In its final 18 months, the Bush Justice Department is busily trying to bring a federal death penalty prosecution to Hawai'i just to force an execution on one of the 12 remaining non-death penalty states. It seems to offend the president and his men that we abolished the death penalty here a half-century ago.

Bush's fixation with death tends to make his concerns about the harshness of Scooter Libby's sentence ring hollow, along with his assurances that Libby still faces stiff punishment with a $250,000 fine he has to pay and the damage to his professional reputation.

Right. Does anybody doubt that rich friends of the administration who raised $5 million to finance Libby's defense will see to it that his fine is paid and that he finds comfortable employment?

Besides, Bush refuses to rule out eventually granting Libby a full pardon, as his father did for the six key figures in the Iran-Contra scandal. With the commutation of Libby's prison sentence, top officials of the Bush administration are skating away without accountability for the illegal leak of the identity of CIA operative Valerie Plame, which she believes was intended to settle a political score with her husband for his criticism of Bush's Iraq policy.

Libby wasn't charged with leaking the information — only lying about the leak. Those suspected of actually sanctioning and executing the leak, including Bush political adviser Karl Rove and Deputy Secretary of State Richard Armitage, never faced charges. Bush and Cheney themselves were also questioned by the special prosecutor about their roles.

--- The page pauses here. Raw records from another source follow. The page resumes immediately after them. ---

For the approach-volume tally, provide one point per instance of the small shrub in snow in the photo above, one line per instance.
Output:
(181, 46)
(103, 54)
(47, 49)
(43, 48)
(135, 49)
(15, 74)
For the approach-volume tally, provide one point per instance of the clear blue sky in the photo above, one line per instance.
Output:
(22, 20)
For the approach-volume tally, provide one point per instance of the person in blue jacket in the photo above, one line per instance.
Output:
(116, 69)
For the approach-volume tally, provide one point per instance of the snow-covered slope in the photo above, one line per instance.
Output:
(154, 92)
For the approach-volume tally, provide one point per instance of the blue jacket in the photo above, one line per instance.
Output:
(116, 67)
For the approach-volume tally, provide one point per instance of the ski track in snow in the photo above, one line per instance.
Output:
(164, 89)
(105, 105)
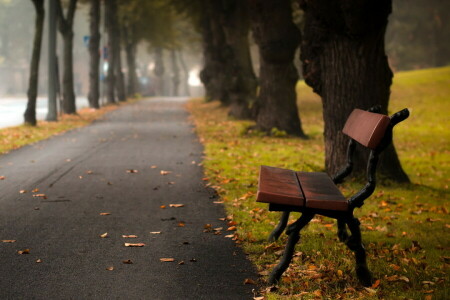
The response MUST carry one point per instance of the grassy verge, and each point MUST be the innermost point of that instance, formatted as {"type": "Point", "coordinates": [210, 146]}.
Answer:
{"type": "Point", "coordinates": [18, 136]}
{"type": "Point", "coordinates": [405, 227]}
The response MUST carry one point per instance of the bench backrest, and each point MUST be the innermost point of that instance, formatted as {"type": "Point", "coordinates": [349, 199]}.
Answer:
{"type": "Point", "coordinates": [366, 128]}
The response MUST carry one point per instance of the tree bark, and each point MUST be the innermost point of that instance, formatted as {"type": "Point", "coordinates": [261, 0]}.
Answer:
{"type": "Point", "coordinates": [344, 61]}
{"type": "Point", "coordinates": [66, 29]}
{"type": "Point", "coordinates": [130, 50]}
{"type": "Point", "coordinates": [277, 38]}
{"type": "Point", "coordinates": [110, 15]}
{"type": "Point", "coordinates": [30, 112]}
{"type": "Point", "coordinates": [242, 83]}
{"type": "Point", "coordinates": [216, 54]}
{"type": "Point", "coordinates": [94, 52]}
{"type": "Point", "coordinates": [175, 73]}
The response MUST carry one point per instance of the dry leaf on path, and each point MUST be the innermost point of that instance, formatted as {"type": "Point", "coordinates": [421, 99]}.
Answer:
{"type": "Point", "coordinates": [134, 244]}
{"type": "Point", "coordinates": [167, 259]}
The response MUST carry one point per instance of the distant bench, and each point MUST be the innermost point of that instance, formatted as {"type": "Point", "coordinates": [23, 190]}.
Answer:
{"type": "Point", "coordinates": [314, 193]}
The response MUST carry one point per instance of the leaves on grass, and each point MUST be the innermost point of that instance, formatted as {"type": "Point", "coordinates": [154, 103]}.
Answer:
{"type": "Point", "coordinates": [134, 244]}
{"type": "Point", "coordinates": [167, 259]}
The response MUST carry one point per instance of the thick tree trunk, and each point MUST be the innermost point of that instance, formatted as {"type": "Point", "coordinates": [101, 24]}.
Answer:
{"type": "Point", "coordinates": [242, 83]}
{"type": "Point", "coordinates": [216, 54]}
{"type": "Point", "coordinates": [345, 62]}
{"type": "Point", "coordinates": [66, 29]}
{"type": "Point", "coordinates": [277, 38]}
{"type": "Point", "coordinates": [130, 50]}
{"type": "Point", "coordinates": [159, 72]}
{"type": "Point", "coordinates": [175, 73]}
{"type": "Point", "coordinates": [30, 112]}
{"type": "Point", "coordinates": [186, 74]}
{"type": "Point", "coordinates": [94, 52]}
{"type": "Point", "coordinates": [110, 15]}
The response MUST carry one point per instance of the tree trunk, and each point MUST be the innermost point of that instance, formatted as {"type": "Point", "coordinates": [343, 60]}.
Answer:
{"type": "Point", "coordinates": [216, 54]}
{"type": "Point", "coordinates": [159, 72]}
{"type": "Point", "coordinates": [277, 38]}
{"type": "Point", "coordinates": [186, 74]}
{"type": "Point", "coordinates": [30, 112]}
{"type": "Point", "coordinates": [66, 29]}
{"type": "Point", "coordinates": [175, 73]}
{"type": "Point", "coordinates": [94, 52]}
{"type": "Point", "coordinates": [345, 62]}
{"type": "Point", "coordinates": [242, 83]}
{"type": "Point", "coordinates": [130, 50]}
{"type": "Point", "coordinates": [110, 15]}
{"type": "Point", "coordinates": [120, 78]}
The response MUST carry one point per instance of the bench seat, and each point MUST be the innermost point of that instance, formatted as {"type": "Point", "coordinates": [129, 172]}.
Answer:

Bush diehards are no doubt sharpening their pencils by now for their usual accusations that I "hate America" because I take issue with the president's hypocrisy.

All I can tell them is that George W. Bush is not America. In fact, polls suggest that fewer than a third of Americans still regard this arrogant man who has driven us off course at home and abroad as an admirable symbol of the great things our country stands for.

That's the good, patriotic judgment I'll be celebrating when I light my Fourth of July fireworks.